Good composition requires:

  • Predictable outputs that become inputs
  • Independence (tool B doesn’t break if tool A fails)
  • Clear data flow (obvious what chains with what)

2) Technical design pitfalls

a) The context window waste

Every token counts, and unclear designs burn them recklessly:

Discovery: Bruno’s 50+ tool definitions consume 5,000+ tokens before work begins. Monica’s vague descriptions require lengthy explanations. Eduardo’s focused tools need minimal description.

Execution: Bruno needs 20 calls × 200 tokens = 4,000 tokens of orchestration. Monica multiplies tokens through failed attempts and retries. Eduardo uses single-purpose calls with predictable results.

Results: Bruno accumulates 20 small results. Monica requires explanation of ambiguous outputs. Eduardo’s structured results speak for themselves.
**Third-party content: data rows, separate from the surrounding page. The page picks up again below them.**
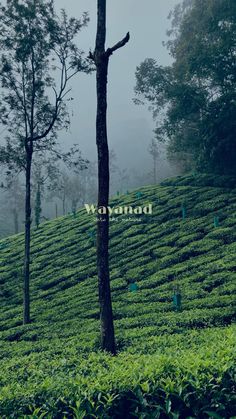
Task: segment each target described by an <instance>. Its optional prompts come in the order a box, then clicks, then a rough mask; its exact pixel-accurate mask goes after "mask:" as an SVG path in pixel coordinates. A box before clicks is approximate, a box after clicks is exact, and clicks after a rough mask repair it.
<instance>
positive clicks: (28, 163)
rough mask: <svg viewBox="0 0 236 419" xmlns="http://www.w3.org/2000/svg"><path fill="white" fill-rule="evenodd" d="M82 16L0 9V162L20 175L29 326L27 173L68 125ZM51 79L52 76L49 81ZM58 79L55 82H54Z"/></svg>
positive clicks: (18, 9) (6, 8)
mask: <svg viewBox="0 0 236 419" xmlns="http://www.w3.org/2000/svg"><path fill="white" fill-rule="evenodd" d="M87 22H88V16H87V15H86V14H85V15H84V16H83V18H82V19H81V20H77V19H75V18H71V19H68V17H67V15H66V13H65V11H62V12H61V17H58V16H57V15H56V13H55V10H54V2H53V0H21V1H20V0H8V1H7V3H6V6H2V5H0V48H1V52H2V55H1V60H0V61H1V64H0V81H1V85H2V91H1V107H0V119H1V122H2V123H3V124H5V125H6V129H7V131H8V137H6V146H5V147H0V162H1V163H3V164H6V165H8V167H9V169H10V170H14V169H15V168H16V167H17V168H19V167H20V168H21V169H22V170H24V172H25V185H26V186H25V188H26V189H25V256H24V285H23V287H24V291H23V296H24V303H23V323H24V324H26V323H29V322H30V292H29V279H30V239H31V171H32V161H33V155H34V153H35V152H36V151H39V150H40V151H45V150H52V149H54V147H55V146H56V133H57V130H58V129H62V128H64V127H65V126H67V125H68V117H67V116H68V115H67V112H66V103H65V100H66V98H67V97H68V96H67V95H68V93H69V92H70V88H68V82H69V81H70V80H71V79H72V77H74V76H75V75H76V74H77V73H78V72H80V71H85V72H86V71H88V63H87V60H84V59H83V54H82V52H81V51H80V50H79V49H78V48H77V47H76V45H75V43H74V38H75V36H76V35H77V34H78V32H79V31H80V29H81V28H82V27H84V26H86V24H87ZM53 76H54V77H53ZM56 80H59V83H57V82H56Z"/></svg>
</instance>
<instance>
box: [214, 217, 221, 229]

b) The hidden dependencies trap

Unclear intention creates non-obvious coupling:

  • Monica: Runtime registration (RegisterExtension before Process) creates fragile dependencies
  • Bruno: Each call depends on previous results, filling context with intermediate state
  • Eduardo: Every tool is self-contained and independently callable

The real cost isn’t the dependencies themselves, it’s forcing LLMs to become more orchestration engines instead of problem solvers, burning tokens on state management rather than solutions.

3) Evolution pitfalls

The feature creep spiral

Without clear intention, every user feature request seems reasonable:

Monica’s spiral:

  1. “Can Process handle JSON?” → Add JSON mode
  2. “What about YAML?” → Add YAML mode
  3. “Can it validate too?” → Add validation modes
  4. “Transform between formats?” → More modes

Result: 47 modes, none work reliably

Bruno’s spiral:

  1. “We need WordCount” → Add endpoint
  2. “Also need CharCount” → Add endpoint
  3. “And LineCount” → Add endpoint

Result: 50+ endpoints, terrible UX

Eduardo’s triage:

  1. “Can it fix the issues it finds?” → No, that’s a different intention
  2. “Add markdown-to-HTML conversion?” → No, that’s transformation not quality analysis
  3. “Add auto-translation?” → No, that’s content generation not quality checking
  4. “Add plagiarism detection?” → No, that’s content verification not documentation quality
  5. “Add SEO optimization?” → No, that’s marketing not documentation quality

Result: Focused tools that excel at their purpose

Upfront, clear intention is our defense against the feature creep spiral. It gives us clarity and permission to say “that’s a great idea for a different MCP server.”